Like most things that come out of the Left, this was, shall we say, a gross exaggeration. Nick Gillespie reports:
For all the drama over the repeal of Net Neutrality and continuing fears about a "digital divide" between online haves and have-nots, the number of Americans with high-speed access to the Internet continues to grow, says a preliminary report from the Federal Communications Commission (FCC).So despite all the hand-wringing, the claims that the have-nots would be shut out from the web along with all the claims that education, medicine, commerce, blah, blah, blah would be irreparably harmed were wrong. None of it happened. In fact more people have higher speed access that ever before—AFTER the plan to control the nets was jettisoned by the evil Donald Trump.
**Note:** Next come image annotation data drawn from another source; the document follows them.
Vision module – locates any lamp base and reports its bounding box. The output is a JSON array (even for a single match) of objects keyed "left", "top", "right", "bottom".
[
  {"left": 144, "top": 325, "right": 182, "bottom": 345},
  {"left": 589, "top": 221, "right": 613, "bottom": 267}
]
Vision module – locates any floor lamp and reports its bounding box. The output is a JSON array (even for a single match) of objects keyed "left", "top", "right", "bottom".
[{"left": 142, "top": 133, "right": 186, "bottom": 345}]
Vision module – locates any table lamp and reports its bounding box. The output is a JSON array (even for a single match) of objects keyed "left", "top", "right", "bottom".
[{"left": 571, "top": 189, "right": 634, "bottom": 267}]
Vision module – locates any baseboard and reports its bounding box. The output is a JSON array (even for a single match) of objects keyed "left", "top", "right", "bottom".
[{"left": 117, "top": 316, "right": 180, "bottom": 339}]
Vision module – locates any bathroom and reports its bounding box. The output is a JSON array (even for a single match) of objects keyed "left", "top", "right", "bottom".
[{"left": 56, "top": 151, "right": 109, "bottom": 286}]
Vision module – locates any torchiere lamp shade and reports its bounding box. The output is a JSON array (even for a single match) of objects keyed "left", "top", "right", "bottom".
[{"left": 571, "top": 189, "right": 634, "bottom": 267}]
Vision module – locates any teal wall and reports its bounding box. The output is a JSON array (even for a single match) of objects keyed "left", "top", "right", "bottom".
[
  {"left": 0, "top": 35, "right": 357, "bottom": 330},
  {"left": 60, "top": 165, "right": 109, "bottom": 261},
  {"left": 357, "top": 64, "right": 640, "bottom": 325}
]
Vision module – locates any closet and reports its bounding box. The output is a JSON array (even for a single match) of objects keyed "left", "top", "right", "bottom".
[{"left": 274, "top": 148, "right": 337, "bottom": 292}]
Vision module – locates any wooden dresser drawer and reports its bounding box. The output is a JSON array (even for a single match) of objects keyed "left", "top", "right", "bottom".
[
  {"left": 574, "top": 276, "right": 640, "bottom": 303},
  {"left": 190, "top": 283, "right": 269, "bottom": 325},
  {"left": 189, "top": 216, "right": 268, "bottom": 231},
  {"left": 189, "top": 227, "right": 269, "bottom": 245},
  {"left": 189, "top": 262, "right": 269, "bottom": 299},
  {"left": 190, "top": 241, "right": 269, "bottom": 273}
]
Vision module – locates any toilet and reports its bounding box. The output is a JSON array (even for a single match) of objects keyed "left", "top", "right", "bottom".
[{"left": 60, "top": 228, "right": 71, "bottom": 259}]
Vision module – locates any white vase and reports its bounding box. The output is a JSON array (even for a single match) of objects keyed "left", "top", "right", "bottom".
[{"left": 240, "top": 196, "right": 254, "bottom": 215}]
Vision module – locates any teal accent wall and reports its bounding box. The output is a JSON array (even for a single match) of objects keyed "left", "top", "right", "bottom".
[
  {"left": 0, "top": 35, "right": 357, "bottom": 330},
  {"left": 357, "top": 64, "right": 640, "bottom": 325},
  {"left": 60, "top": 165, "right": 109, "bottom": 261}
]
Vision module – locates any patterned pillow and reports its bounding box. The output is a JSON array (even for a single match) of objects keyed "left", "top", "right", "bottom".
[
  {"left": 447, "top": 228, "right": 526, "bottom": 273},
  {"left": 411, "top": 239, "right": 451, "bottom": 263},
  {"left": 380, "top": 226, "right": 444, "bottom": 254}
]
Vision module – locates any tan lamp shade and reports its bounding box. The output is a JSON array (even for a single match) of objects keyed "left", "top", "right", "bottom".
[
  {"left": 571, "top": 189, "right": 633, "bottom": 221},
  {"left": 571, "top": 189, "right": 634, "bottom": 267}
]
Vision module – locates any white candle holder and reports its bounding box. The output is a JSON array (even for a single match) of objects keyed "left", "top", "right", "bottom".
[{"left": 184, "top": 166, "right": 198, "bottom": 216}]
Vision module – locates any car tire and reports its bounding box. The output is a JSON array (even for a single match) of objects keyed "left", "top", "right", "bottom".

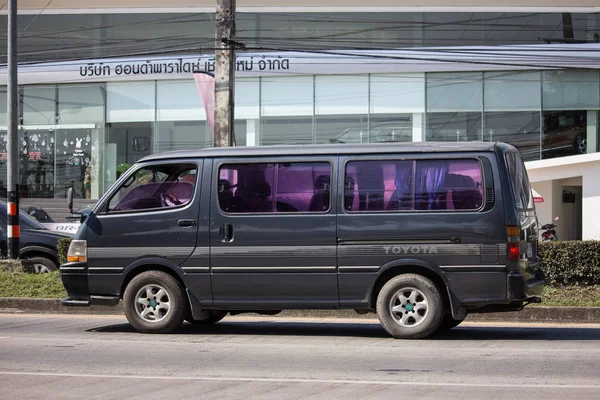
[
  {"left": 185, "top": 310, "right": 227, "bottom": 325},
  {"left": 28, "top": 257, "right": 58, "bottom": 274},
  {"left": 438, "top": 314, "right": 465, "bottom": 332},
  {"left": 377, "top": 274, "right": 444, "bottom": 339},
  {"left": 123, "top": 271, "right": 188, "bottom": 333}
]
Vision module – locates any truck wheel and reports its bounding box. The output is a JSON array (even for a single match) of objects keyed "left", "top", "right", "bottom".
[
  {"left": 377, "top": 274, "right": 444, "bottom": 339},
  {"left": 123, "top": 271, "right": 187, "bottom": 333},
  {"left": 185, "top": 310, "right": 227, "bottom": 325}
]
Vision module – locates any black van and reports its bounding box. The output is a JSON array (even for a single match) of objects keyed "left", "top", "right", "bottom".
[{"left": 60, "top": 143, "right": 544, "bottom": 338}]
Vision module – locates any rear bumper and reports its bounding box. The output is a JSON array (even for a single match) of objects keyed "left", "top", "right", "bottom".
[
  {"left": 60, "top": 263, "right": 119, "bottom": 307},
  {"left": 506, "top": 269, "right": 546, "bottom": 301}
]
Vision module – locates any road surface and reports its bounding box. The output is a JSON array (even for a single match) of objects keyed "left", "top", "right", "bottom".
[{"left": 0, "top": 315, "right": 600, "bottom": 400}]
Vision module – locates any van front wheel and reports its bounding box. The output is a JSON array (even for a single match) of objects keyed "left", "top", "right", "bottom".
[
  {"left": 123, "top": 271, "right": 186, "bottom": 333},
  {"left": 377, "top": 274, "right": 444, "bottom": 339}
]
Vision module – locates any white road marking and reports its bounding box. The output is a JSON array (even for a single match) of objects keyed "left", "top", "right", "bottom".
[{"left": 0, "top": 371, "right": 600, "bottom": 389}]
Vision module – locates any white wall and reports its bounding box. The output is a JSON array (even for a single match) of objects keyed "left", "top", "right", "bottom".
[{"left": 526, "top": 153, "right": 600, "bottom": 240}]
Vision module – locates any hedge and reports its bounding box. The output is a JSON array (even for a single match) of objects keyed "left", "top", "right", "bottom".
[
  {"left": 539, "top": 240, "right": 600, "bottom": 286},
  {"left": 58, "top": 238, "right": 600, "bottom": 286}
]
The report covers development in 2017, the latest year for which data are available. From an FCC press release:
The number of Americans lacking access to a fixed broadband connection meeting the FCC's benchmark speed of 25 Mbps/3 Mbps has dropped by over 25%, from 26.1 million Americans at the end of 2016 to 19.4 million at the end of 2017. Moreover, the majority of those gaining access to such high-speed connections, approximately 5.6 million, live in rural America, where broadband deployment has traditionally lagged.Other key findings of the report include the following, based on data through the end of 2017:
The private sector has responded to FCC reforms by deploying fiber to 5.9 million new homes in 2018, the largest number ever recorded. And overall, capital expenditures by broadband providers increased in 2017, reversing declines that occurred in both 2015 and 2016.
The number of Americans with access to 100 Mbps/10Mpbs fixed broadband increased by nearly 20%, from 244.3 million to 290.9 million. The number of Americans with access to 250 Mbps/50 Mbps fixed broadband grew by over 45%, to 205.2 million, and the number of rural Americans with access to such service more than doubled.
Looks like getting the government to stay on the sidelines, establishing broad goals but allowing the private sector to develop the tactics for achieving them, yields very positive results.